Perché se ne sentiva davvero il bisogno, effettivamente!
Certo, a prima vista, potrebbe non esserci storia se mettiamo a paragone questi fatti, fosse solo perché il calcio è sempre visto come un viatico di svago alimentato dalla passione per la propria squadra o, nel caso dei Mondiali, per la nazione di appartenenza.
La questione del mondiale in Qatar però, prevarica di molto l’aspetto emozionale e passionale. E quanto più si avvicina la fatidica data di inizio (20 novembre), tanto più si storce il naso un po’ ovunque.
Ma quanto sappiamo di questo Mondiale? E quanto sappiamo del Qatar?
Questo piccolo ma ricchissimo stato della penisola arabica, poco più grande dell’Abruzzo, è abitato da meno di due milioni di persone e la sua forma di governo è, manco a dirlo, una monarchia assoluta.
Ma perché proprio il Qatar, questo staterello che in tanti forse faticano anche a trovare sulla cartina geografica?
Il Qatar è prevalentemente desertico e questo rappresenta una grossa pecca per tante attività legate alla terra. Viceversa deborda di petrolio e gas naturale, risorse sulle quali ha costruito la sua enorme ricchezza e, sicuramente, la sua influenza a livello mondiale (no, non è solo un gioco di parole!).
La sua capitale, Doha, ha una storia tutto sommato recente, essendo stata fondata, con un nome diverso, “appena” nel 1825. È sede del noto canale Al Jazeera, oltre che di fatto, unica città di riferimento dell’intera nazione.
Modernità, opulenza, sfruttamento oltremisura delle risorse, denaro, ampio potere derivante da esso, sembrano essere la carta d’identità del Qatar che diciamolo, di calcio ne sa quanto la Banda Bassotti di onestà.
Ma tant’è… I Mondiali si svolgeranno a breve proprio là, in Qatar, dove gli impianti ultraconfortevoli e adeguatamente climatizzati costruiti appositamente per l’occasione (viste le altre temperature previste nell’estate mediorientale), sembrano già destinati ad una mesta demolizione.
Ah, e naturalmente le strutture hanno impiegato manodopera a livello schiavitù di migliaia di lavoratori provenienti da altri paesi.
Là, in Qatar, dove la democrazia è forse solo un termine da trovare su un dizionario.
Là, in Qatar, dove vige la legge della Sharia, dove le donne hanno votato per la prima volta solo nel 1999.

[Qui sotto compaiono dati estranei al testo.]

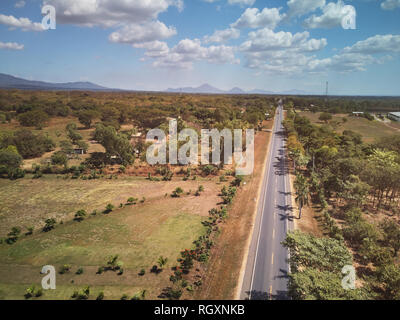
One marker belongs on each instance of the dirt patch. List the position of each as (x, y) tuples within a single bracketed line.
[(308, 222)]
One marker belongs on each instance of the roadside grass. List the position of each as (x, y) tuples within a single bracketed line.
[(28, 202), (370, 130), (139, 234), (55, 129)]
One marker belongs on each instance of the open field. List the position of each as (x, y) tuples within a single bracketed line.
[(370, 130), (139, 234)]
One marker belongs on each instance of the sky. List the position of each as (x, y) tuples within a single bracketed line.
[(274, 45)]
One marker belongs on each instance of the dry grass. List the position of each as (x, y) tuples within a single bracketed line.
[(370, 130), (222, 272)]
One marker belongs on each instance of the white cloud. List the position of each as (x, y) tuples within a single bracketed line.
[(254, 18), (11, 45), (333, 14), (377, 44), (267, 40), (299, 8), (242, 2), (390, 4), (139, 33), (20, 4), (154, 49), (188, 51), (20, 23), (223, 35), (110, 13), (342, 63)]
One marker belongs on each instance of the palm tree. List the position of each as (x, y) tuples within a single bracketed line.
[(302, 192)]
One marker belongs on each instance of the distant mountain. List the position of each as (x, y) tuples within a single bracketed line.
[(11, 82), (206, 88)]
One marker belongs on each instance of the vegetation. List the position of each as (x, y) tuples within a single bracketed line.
[(355, 187)]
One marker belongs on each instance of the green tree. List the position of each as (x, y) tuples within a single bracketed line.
[(59, 158), (302, 192), (10, 159), (86, 117), (325, 117)]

Là dove abortire è appannaggio dell’uomo e dove l’omosessualità è punita anche con la pena capitale (va ancora molto di moda la fucilazione).
Là dove il monarca assoluto è assoluto nel vero senso della parola e dove la libertà di espressione è più che compromessa (e giù di eufemismo).
Cosa c’entra tutto questo col calcio? Cosa c’entra nello specifico con una manifestazione che dovrebbe, attraverso il pallone, rimarcare la libertà, l’uguaglianza, la solidarietà tra i popoli, la tolleranza e il rispetto nella sua interezza?
NIENTE!
E lo sappiamo, non facciamo finta che sia qualcosa di diverso.
Per non parlare poi di un altro aspetto non proprio trascurabile: quello del presunto giro di mazzette legate proprio ai mondiali.
Insomma, che la Fifa abbia avuto a ripensarci dopo aver in primis giudicato la candidatura del Qatar una delle meno gettonate, ci sta.
Chissà cosa deve aver animato questa scelta…
In ogni caso, chi ama il calcio, nonostante tutto, si augura di vedere calcio.
Chi invece, in questi Mondiali ci vede dell’altro, come delle macchie scure che più scure non si può, avrà i propri motivi per snobbarli o criticarli, continuando a storcere il naso per qualcosa che di sportivo ha forse solo un lontano e mal percepito retrogusto.